David’s career was launched when his impressive judo physique was noted by Jean-Luc Rouge, France's first world champion in 1975, during a training session in Rennes. "He was already six inches taller than the rest and, after seeing him perform on the mat, I immediately booked him a room at the INSEP, the training centre for France's sporting elite," said Rouge.
He won his first Olympic medal at the 1992 Barcelona Games, clinching bronze in the 95-kilogram class, then secured his first world title in Canada the following year.
In 1995, in Chiba, at the World Championships, he successfully defended his 95kg title then made history by winning the open weight title as well.
In 1996, he won his first Olympic gold medal in the 95kg class, in Atlanta, and one year later added another World Championship golf medal, beating Shinohara on home territory in Paris in the 95kg.
David had always planned to retire after the 2000 Sydney Games but there were doubts he would even be able to compete there because of a long-standing back injury, but he battled back from injury in sensational style to win his second Olympic crown and third medal, equalling the record set by his countryman Angelo Parisi in the early 1980s.
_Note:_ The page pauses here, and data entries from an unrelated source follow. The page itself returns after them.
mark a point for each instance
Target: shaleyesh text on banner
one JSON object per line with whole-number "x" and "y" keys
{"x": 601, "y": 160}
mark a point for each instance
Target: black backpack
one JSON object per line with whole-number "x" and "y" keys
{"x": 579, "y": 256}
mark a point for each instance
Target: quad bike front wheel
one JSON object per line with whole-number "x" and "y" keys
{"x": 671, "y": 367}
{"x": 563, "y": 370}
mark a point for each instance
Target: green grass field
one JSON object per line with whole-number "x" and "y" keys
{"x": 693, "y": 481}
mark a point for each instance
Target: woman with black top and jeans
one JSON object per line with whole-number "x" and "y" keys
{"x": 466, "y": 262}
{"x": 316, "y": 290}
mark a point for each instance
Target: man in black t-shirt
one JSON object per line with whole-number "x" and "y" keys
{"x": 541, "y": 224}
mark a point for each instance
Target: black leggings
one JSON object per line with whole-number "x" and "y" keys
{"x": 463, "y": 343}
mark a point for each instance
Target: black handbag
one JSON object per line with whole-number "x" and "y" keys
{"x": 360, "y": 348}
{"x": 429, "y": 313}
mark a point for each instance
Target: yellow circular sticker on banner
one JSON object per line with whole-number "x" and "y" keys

"I've come back a long way these last three years and I have mixed emotions," he said, after beating world champion Shinichi Shinohara of Japan in the Sydney final. "I am happy because I won the gold medal but I am also sad because I have had to turn this page in the book. This chapter has taken up half my life and now it has come to an end."
David went into politics and he was elected to the French National Assembly in 2009. He was appointed Secretary of State in charge of French nationals abroad in the François Fillon cabinet then later became Minister of Sports from 2011-2012.